Tapingo
- Website type: Subsidiary
- Founded: 2012; 14 years ago
- Dissolved: 2019; 7 years ago
- Successor: Grubhub Campus Dining
- Headquarters: San Francisco, California
- Area served: United States and Canada
- Founders: Daniel Almog; Udi Oster;
- Industry: Online food ordering
- Website: home.tapingo.com
- Native clients on: iOS and Android

= Tapingo =

Mobile food delivery app

Tapingo was an American mobile commerce application that offers advance ordering for pickup and food delivery services for college campuses. The company was acquired by Grubhub in September 2018 for approximately $150 million. Following the acquisition, Tapingo’s campus-ordering functionality was integrated into the Grubhub app (Grubhub Campus Dining) and the Tapingo service was discontinued during 2019.

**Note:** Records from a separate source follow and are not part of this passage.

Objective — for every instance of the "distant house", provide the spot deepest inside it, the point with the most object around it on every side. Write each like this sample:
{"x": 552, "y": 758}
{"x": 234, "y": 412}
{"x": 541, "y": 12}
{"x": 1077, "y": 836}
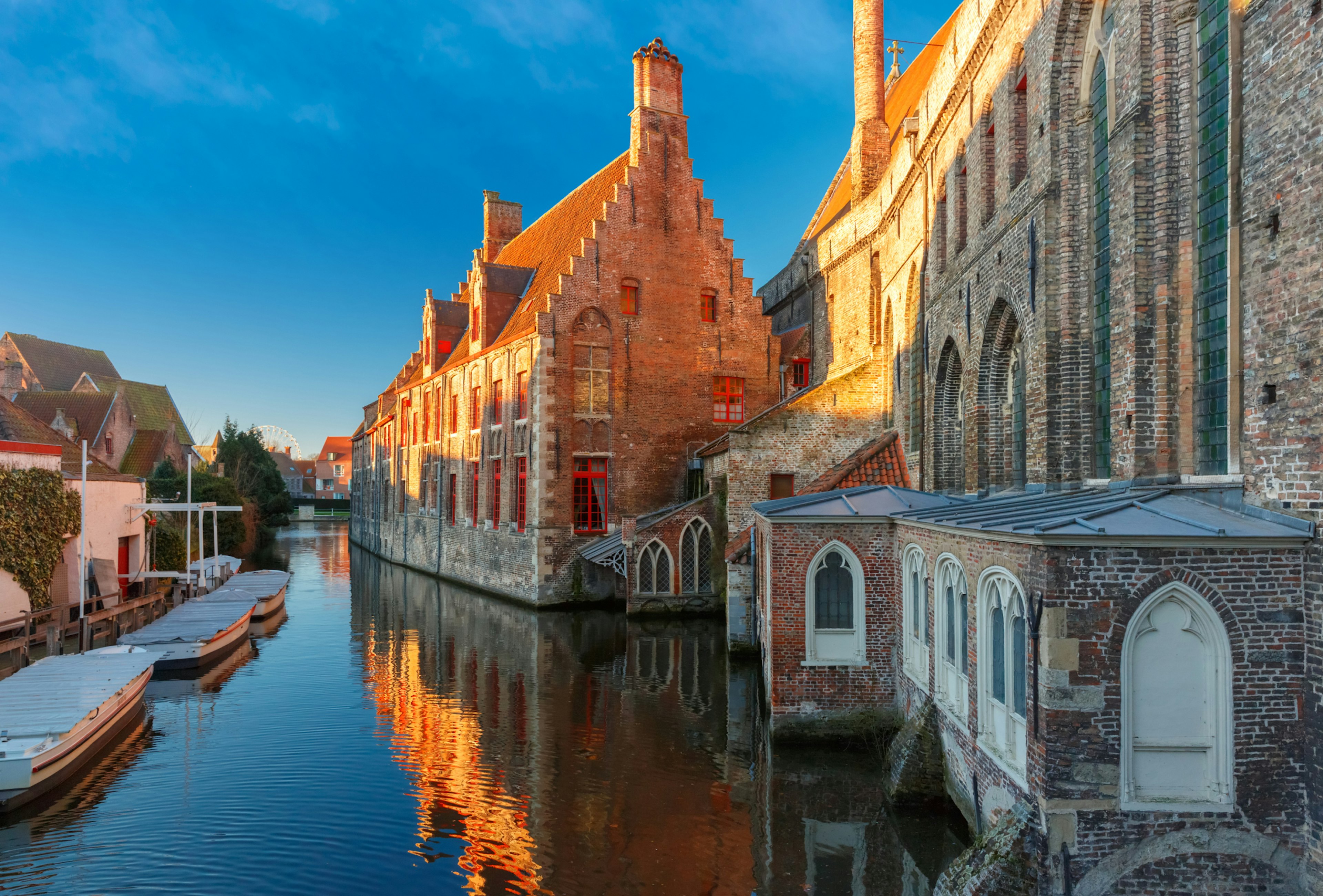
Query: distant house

Tapingo is differentiated from other on-demand delivery/logistics companies, such as Waiter.com, Postmates, or DoorDash, by focusing its efforts on serving the college market. Through Tapingo, users can browse menus, place orders, pay for the meal and schedule the pickup or have it delivered. On certain campuses, students are able to use their university's meal dollars to pay for food.

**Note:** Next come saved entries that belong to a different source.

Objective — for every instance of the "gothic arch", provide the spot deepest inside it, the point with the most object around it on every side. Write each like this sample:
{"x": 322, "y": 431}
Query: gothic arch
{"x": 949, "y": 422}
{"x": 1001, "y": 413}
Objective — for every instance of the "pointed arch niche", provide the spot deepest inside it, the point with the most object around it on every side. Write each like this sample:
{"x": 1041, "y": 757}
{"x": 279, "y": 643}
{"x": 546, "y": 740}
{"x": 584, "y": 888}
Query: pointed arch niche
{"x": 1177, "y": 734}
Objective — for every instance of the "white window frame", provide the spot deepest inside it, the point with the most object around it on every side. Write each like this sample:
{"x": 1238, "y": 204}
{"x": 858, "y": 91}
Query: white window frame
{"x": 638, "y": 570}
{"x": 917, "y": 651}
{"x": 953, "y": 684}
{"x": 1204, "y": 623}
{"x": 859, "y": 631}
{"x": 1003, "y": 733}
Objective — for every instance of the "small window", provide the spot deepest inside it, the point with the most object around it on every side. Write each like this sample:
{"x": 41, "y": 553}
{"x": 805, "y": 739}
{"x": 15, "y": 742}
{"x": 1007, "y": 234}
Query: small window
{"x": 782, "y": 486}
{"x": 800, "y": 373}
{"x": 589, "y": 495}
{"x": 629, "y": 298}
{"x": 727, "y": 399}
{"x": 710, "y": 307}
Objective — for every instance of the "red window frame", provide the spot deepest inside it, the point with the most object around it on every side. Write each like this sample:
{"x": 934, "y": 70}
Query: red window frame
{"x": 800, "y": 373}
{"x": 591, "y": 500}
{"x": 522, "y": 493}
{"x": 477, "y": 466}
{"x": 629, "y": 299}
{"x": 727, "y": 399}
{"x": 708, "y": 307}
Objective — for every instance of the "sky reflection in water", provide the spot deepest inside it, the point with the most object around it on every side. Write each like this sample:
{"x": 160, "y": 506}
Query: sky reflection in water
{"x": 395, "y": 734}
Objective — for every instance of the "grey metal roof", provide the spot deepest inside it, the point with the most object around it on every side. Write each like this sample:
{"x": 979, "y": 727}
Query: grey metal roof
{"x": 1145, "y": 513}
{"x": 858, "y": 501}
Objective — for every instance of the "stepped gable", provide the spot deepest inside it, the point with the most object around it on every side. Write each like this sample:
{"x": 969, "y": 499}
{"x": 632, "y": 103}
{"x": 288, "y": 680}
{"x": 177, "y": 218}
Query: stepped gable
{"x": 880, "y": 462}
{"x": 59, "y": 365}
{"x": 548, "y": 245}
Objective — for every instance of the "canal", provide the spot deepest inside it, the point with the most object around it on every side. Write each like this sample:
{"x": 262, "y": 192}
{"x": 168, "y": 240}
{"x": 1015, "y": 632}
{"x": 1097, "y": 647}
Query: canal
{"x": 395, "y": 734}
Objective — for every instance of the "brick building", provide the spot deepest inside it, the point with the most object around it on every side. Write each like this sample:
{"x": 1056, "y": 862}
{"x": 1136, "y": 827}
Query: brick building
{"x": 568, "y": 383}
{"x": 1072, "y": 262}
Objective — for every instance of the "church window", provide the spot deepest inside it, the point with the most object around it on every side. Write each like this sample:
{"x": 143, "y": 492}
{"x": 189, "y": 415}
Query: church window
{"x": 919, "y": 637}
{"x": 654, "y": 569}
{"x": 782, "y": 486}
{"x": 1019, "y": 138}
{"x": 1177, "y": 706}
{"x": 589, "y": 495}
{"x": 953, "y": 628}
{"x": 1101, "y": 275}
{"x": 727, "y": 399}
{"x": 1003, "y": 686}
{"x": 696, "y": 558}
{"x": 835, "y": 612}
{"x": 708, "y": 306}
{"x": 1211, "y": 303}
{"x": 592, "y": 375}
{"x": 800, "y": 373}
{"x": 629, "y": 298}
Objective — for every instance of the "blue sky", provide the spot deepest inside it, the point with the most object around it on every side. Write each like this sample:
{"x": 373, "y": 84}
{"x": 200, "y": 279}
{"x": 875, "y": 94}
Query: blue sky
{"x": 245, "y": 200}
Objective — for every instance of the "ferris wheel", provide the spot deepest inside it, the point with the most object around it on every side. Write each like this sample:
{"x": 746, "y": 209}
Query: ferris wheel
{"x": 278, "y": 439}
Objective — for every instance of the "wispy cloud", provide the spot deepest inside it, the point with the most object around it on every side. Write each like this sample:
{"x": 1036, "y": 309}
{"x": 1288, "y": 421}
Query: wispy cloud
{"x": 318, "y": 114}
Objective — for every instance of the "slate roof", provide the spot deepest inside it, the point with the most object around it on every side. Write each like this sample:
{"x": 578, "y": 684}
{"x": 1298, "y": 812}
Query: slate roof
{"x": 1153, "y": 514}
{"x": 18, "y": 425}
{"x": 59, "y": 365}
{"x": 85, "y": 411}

In the spring of 2012, Tapingo first launched its services on five campuses (Santa Clara University, Loyola Marymount University, Biola University, the University of Maine, and California Lutheran University), and has since expanded to more than 200 college campuses across the U.S. and Canada, serving 100 markets. To date, Tapingo has received venture funding from Carmel Ventures, Khosla Ventures, Kinzon Capital, DCM Ventures and Qualcomm Ventures.

In fall 2015, Tapingo announced expansion plans through major partnership deals with national brands like Chipotle Mexican Grill and 7-Eleven, regional restaurants such as Taco Bueno, and global foodservice provider Aramark.